Q: Is a person liable for anything if they give a known alcoholic a car and they kill someone?
Person has been to rehab and sober houses 30 plus times that i know of.
Not necessarily just because the driver is a known alcoholic, but whether the driver is known to the owner of the vehicle as an incompetent or reckless driver and there is a record to prove it. Of course alcohol could play a big part of that, but it's a case by case fact intensive analysis. I would need more facts of course to determine whether I think a judge or jury would find the owner of a vehicle liable in a scenario like this. What you're referring to is called negligent entrustment. Under the doctrine of negligent entrustment, the owner of a vehicle who knowingly allows an unlicensed, incompetent, or reckless driver to operate the vehicle is liable for an injury caused by the driver.
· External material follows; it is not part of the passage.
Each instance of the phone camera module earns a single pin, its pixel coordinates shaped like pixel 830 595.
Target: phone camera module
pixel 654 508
The owner is held liable for the owner’s own negligence in entrusting the vehicle rather than for the negligence of the driver. A plaintiff would have to prove to the judge or jury the following elements by a preponderance of the evidence to find the owner liable: (1) entrustment of a vehicle by the owner; (2) to an unlicensed, incompetent, or reckless driver; (3) who the owner knew or should have known to be unlicensed, incompetent, or reckless; (4) who was negligent on the occasion in question; (5) and whose negligence proximately caused the accident. Again, alcohol could play a big part in the driver being known to the owner as an incompetent and/or reckless driver. However, being an alcoholic alone is not sufficient to establish liability.
Of course, there are many different fact scenarious that could lead to no liability on the part of owner or liability of other potential defendants. Sometimes a bar can be held liable if certain criteria are established under the Texas Dram Shop Act.
A: you should contact a member of the Texas Trial Lawyers Assn for the County where the wreck happened. Possible there could also be a case against the car manufacturer, or others, so look for an attorney who also handles product liability litigation. They give free consultations.